Imported objects are part of your desired state. drift and lint compare the live database against the merged (imports + local) schema, so imported tables are never reported as unmanaged or as drift.

Declaring a table locally that an import already declares (without using extend:) is an error that names both sources:

Table "users" is declared in two sources: @smplcty/auth:tables/users.yaml and
tables/users.yaml. To add columns to an imported table, use an "extend:" file
instead of re-declaring it.

extend: — add to a table without redeclaring it

Section titled “extend: — add to a table without redeclaring it”

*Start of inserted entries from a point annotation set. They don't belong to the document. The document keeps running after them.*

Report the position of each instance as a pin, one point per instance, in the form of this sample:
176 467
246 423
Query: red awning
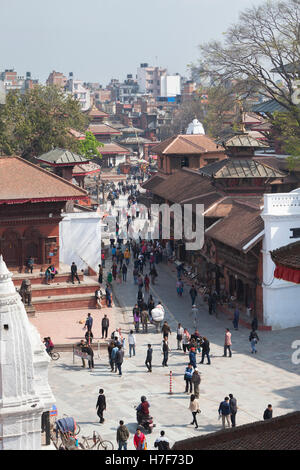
287 274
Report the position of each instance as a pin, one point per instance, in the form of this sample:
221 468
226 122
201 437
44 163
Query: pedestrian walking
192 357
105 326
119 359
227 343
144 319
253 338
193 294
236 317
136 318
194 408
166 329
89 322
205 350
165 351
139 440
224 412
122 436
162 443
185 340
268 413
179 336
233 409
188 374
196 379
113 357
100 274
148 361
124 272
131 343
74 273
146 283
98 295
108 295
101 405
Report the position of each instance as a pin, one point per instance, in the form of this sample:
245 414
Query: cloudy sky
101 39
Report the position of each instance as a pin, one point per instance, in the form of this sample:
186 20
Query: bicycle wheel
54 356
77 429
105 445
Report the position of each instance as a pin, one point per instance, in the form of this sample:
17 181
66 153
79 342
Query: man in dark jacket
74 273
101 405
268 414
122 436
162 442
105 326
196 379
119 359
205 350
148 361
233 409
224 411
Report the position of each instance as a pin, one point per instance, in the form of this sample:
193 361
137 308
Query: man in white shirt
131 342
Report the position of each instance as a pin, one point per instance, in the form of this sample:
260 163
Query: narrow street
268 377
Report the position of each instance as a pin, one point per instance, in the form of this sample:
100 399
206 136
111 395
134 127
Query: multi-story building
82 94
148 79
170 86
12 81
57 78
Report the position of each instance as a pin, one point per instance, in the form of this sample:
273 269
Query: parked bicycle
95 442
54 355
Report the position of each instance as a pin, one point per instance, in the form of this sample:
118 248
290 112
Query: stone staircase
61 294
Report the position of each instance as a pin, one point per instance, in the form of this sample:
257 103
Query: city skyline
62 37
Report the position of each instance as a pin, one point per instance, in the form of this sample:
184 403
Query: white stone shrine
24 390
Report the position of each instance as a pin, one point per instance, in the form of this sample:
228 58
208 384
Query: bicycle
54 355
89 443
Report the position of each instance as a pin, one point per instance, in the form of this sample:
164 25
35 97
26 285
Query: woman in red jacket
139 440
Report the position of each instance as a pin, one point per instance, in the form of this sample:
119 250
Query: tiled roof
112 148
183 185
240 168
95 112
280 433
187 144
61 157
103 129
22 181
269 106
86 168
288 255
134 140
243 216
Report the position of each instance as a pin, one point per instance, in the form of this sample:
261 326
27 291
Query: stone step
65 302
36 278
54 289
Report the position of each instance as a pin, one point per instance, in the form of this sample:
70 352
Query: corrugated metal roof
238 168
268 107
61 156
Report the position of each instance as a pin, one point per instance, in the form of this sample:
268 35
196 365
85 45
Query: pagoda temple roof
268 107
112 148
187 144
103 129
61 157
22 181
240 168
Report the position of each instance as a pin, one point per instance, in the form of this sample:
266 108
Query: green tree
259 54
89 146
34 122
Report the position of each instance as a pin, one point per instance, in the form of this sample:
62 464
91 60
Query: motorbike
146 422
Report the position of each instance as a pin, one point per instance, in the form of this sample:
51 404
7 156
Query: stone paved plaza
268 377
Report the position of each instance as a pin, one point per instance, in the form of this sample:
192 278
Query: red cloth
139 441
287 274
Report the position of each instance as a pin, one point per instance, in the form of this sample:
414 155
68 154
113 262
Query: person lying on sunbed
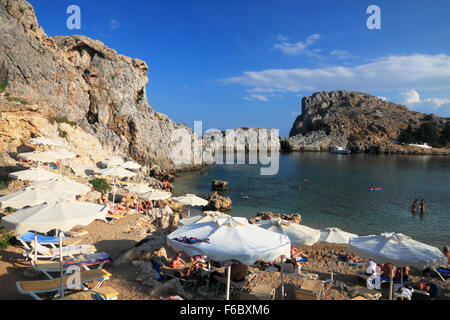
197 265
386 270
429 287
372 268
353 258
398 274
297 256
238 271
177 262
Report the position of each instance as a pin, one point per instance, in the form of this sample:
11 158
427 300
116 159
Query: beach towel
73 249
29 236
301 259
191 240
89 260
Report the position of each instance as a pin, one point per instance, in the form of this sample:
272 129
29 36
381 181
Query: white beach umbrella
62 154
47 156
62 185
399 250
155 195
298 234
36 156
138 188
116 172
231 238
130 165
206 217
335 235
46 141
34 174
33 197
191 200
63 216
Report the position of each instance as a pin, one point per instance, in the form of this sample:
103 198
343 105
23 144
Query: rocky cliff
85 82
358 121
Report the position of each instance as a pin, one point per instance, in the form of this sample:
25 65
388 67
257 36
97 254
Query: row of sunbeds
44 256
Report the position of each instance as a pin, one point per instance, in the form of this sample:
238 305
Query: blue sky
248 63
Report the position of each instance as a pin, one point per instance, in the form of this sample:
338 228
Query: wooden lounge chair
234 284
84 262
310 290
46 242
259 292
33 288
103 293
44 252
174 274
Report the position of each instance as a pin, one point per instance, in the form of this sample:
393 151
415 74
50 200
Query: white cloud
439 106
295 48
256 97
391 73
341 54
114 24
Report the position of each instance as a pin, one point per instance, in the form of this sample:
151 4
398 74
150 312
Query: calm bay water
330 190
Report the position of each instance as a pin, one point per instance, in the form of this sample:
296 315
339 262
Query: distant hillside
362 123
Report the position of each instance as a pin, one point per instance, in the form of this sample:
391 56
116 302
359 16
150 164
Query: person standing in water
414 205
422 206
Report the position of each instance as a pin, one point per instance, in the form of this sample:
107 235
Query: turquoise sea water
335 192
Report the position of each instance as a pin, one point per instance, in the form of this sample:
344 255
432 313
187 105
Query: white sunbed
34 288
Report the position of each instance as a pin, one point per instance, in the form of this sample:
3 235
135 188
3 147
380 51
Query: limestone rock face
86 82
358 121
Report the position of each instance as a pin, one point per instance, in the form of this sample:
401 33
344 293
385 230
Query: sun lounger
98 259
97 294
359 298
310 290
53 253
371 294
234 284
33 288
262 292
45 241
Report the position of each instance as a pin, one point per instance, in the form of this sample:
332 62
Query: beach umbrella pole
282 278
61 272
391 283
35 246
228 280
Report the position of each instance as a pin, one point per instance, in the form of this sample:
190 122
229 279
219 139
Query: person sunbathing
238 271
426 286
398 274
386 270
296 256
177 262
353 257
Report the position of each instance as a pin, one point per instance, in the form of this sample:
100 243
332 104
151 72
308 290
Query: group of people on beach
126 204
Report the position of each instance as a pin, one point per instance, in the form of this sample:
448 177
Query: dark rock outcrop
217 202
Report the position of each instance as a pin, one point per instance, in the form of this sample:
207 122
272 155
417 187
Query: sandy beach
116 239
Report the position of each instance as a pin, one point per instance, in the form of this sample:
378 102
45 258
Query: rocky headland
357 121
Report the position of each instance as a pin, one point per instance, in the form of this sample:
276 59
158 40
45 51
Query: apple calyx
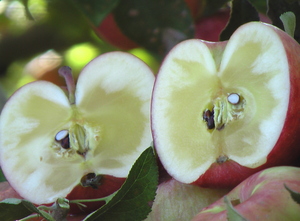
225 110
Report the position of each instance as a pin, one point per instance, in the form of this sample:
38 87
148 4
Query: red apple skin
286 151
109 185
262 197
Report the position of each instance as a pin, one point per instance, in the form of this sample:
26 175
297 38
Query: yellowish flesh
253 65
111 110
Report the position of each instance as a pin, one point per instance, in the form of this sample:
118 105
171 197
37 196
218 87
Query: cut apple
224 110
50 141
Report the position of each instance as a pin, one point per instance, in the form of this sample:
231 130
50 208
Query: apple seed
62 137
233 98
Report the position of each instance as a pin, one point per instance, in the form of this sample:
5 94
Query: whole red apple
260 197
222 111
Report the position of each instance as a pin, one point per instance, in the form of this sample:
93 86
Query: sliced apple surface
50 140
222 110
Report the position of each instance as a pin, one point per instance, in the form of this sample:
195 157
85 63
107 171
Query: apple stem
66 73
30 217
106 199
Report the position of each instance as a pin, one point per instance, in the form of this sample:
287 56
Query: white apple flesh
260 197
223 110
49 141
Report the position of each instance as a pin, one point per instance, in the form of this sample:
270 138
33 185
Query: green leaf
295 195
13 209
2 177
289 22
232 214
242 11
276 8
156 25
132 201
95 10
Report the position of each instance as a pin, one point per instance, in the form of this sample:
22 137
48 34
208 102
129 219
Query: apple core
221 107
51 137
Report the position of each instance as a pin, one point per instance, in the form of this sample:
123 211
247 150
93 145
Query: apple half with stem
223 110
262 196
53 140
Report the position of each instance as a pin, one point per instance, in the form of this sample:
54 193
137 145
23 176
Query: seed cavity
91 180
62 137
233 98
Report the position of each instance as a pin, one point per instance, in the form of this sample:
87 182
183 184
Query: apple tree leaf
289 22
295 195
278 7
156 25
133 201
242 11
260 5
232 214
95 10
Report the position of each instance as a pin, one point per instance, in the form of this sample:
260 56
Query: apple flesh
179 201
222 111
260 197
50 141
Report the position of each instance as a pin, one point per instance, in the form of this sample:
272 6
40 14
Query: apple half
223 110
51 142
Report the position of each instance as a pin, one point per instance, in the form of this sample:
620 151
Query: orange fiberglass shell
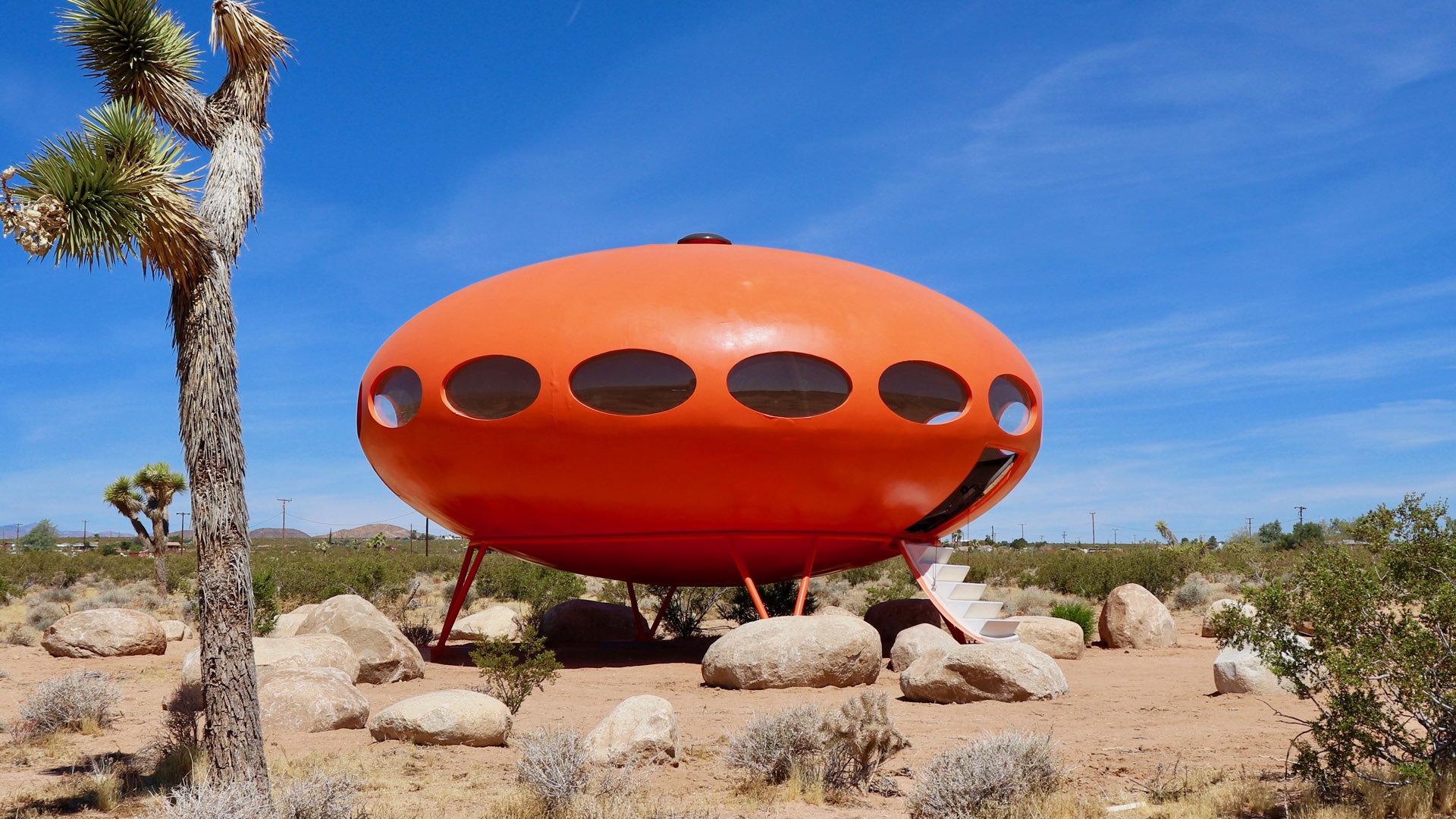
693 414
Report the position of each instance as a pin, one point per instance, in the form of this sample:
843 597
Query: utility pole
284 523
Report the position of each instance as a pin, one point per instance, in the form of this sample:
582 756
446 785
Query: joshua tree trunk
159 553
213 442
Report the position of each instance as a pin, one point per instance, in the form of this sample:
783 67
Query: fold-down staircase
957 601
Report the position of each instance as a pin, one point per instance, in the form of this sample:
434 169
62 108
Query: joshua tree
114 191
1168 534
149 493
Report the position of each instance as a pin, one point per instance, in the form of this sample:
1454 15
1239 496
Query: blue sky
1223 234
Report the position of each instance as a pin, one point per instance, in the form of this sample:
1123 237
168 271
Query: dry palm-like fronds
120 193
142 53
249 41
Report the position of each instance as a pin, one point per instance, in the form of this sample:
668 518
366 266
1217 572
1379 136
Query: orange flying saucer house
705 414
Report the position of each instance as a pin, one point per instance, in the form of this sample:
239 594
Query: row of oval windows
642 382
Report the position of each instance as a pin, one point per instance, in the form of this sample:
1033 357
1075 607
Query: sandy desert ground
1128 713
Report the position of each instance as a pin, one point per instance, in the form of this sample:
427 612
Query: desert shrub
19 634
772 745
1072 572
1079 614
58 595
778 599
419 634
858 739
510 672
231 800
1194 594
76 701
265 599
322 796
1379 659
688 608
833 749
506 577
41 615
987 779
554 767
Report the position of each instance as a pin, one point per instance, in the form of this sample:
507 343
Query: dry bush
41 615
554 767
19 634
322 796
76 701
772 745
235 800
998 776
819 752
1194 594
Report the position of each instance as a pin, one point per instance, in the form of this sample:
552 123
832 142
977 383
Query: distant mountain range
370 529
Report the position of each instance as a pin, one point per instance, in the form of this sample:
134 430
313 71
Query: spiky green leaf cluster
123 193
134 49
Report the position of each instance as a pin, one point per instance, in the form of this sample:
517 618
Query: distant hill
275 532
370 529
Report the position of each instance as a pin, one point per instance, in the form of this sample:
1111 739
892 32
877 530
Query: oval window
924 392
788 385
397 397
632 382
492 387
1011 406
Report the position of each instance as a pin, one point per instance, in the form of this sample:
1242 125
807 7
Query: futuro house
705 414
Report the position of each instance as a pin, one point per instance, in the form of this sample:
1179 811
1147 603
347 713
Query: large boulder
105 632
893 617
444 717
310 700
177 630
641 730
495 621
918 640
1134 618
299 651
588 621
1006 672
287 626
384 653
1220 605
1056 637
786 651
1241 670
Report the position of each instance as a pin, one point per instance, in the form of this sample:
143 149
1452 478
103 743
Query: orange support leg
468 569
661 608
804 582
637 617
747 582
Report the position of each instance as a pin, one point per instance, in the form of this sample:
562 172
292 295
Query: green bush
1379 661
510 672
778 599
506 577
265 599
1081 615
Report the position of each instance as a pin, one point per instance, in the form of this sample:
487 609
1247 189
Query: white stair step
960 591
973 610
946 573
992 629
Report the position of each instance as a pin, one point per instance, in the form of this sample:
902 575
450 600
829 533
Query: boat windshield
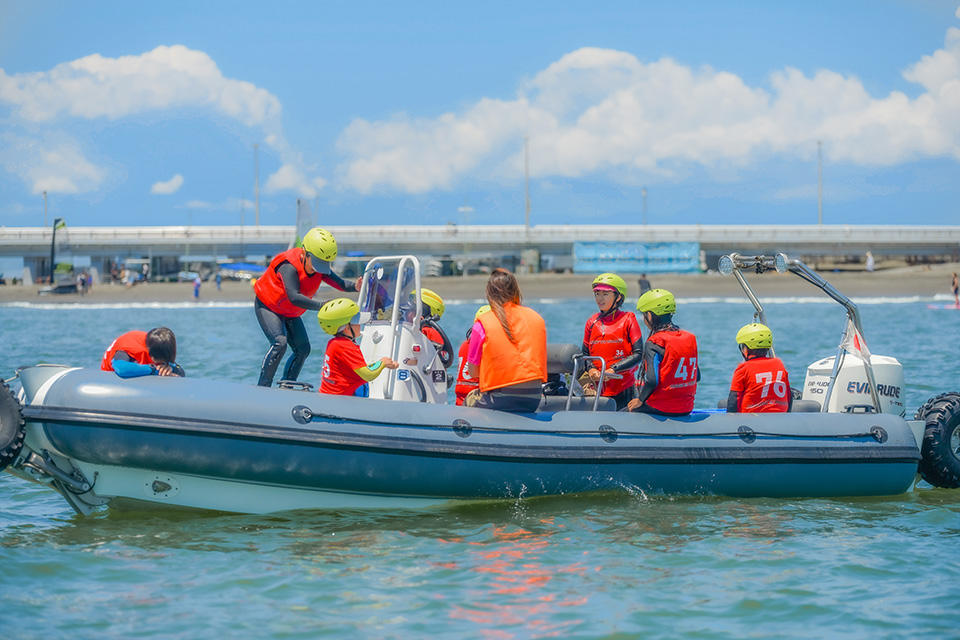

An extend: file augments an existing table — imported or local — without owning its full definition. This is what lets each app add its own columns to a shared users/sessions:

schema/tables/users.ext.yaml
extend: users
columns:
- { name: display_name, type: text }
mixins: [soft_delete]
indexes:
- { columns: [display_name] }

extend: merges columns, indexes, checks, triggers, policies, grants, mixins, seeds, rls, and force_rls into the named table.

  • Multiple extend: files for one table are allowed — they merge in source order (imports first, then local).
  • Re-declaring an existing column is an error. Column type changes go through a pre-script, not extend:.
  • Targeting a table that doesn’t exist in any source is an error.

Example: sharing a canonical identity schema

Section titled “Example: sharing a canonical identity schema”

@smplcty/auth ships the canonical users/sessions tables. Two apps consume it by reference and each adds its own columns:

schema-flow.config.yaml
imports:
- '@smplcty/auth'
# schema/tables/users.ext.yaml — this app's extra columns
extend: users
columns:
- { name: marketing_opt_in, type: boolean, nullable: false, default: 'false' }
# schema/tables/orders.yaml — this app's own table, FK to the imported users
table: orders
columns:
- name: id
type: bigint
primary_key: true
- name: user_id
type: bigint
references: { table: users, column: user_id }

Bumping the @smplcty/auth dependency picks up any changes to the canonical users/sessions schema — no copy-paste, no drift.